Why downtown? Born and raised in Traverse City, my brother Keegan and I have seen downtown struggle – like when the ‘new’ mall opened – and we wanted to be a part of the movement to keep downtown vibrant and worth visiting. When we first started with our kiteboarding school, the proximity to the bay was key – plus, we could see all our friends from high school on a daily basis.

Biggest change since 2007? Overall, traffic has really grown. Not long ago, we knew the majority of people working in the restaurants or other downtown businesses. Now, there are constantly new faces. So, the amount of development has exploded. We are quickly becoming a city.

What is downtown TC’s best attribute? What’s it missing? For us, being watersport addicts, the proximity to the bay is our greatest asset. But overall, downtown’s best attribute is the community and the business owners that put in the extra effort and care to make their customers experience the best it can be. By nature, local TC people are helpful, generous and some of the kindest people around. What we are missing is access to dedicated, maintained mountain bike trails through the State Hospital grounds and Hickory Hills. We have potential to be an amazing mountain biking destination.

Jim Milligan, Fustini’s

Why downtown? We chose downtown because we saw strong foot traffic driven by a healthy mix of boutique retail, restaurants, and entertainment venues.
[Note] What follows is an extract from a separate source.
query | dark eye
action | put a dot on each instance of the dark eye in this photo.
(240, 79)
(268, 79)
Biggest change since 2007? There have been so many positive changes to downtown since we arrived in 2008. You see even more interesting boutique retailers, a great mix of restaurant cuisines, a ‘main street’ market that’s extended to almost six blocks, east to west, from two. And then, of course, ‘the hole’ next to Horizon Books got filled! And downtown Traverse City continues to grow as a destination as development outside of downtown has expanded – with wineries, micro-breweries, bikeability, golf courses, and more.

What is downtown TC’s best attribute? What is it missing? This is truly a community engaged in the health and wellbeing of it’s city. Your voice is heard here. We have a strong and active DDA and DTCA. It’s really wonderful. The significant challenge we face is attracting young people to the area to put down roots, build a career, and raise a family.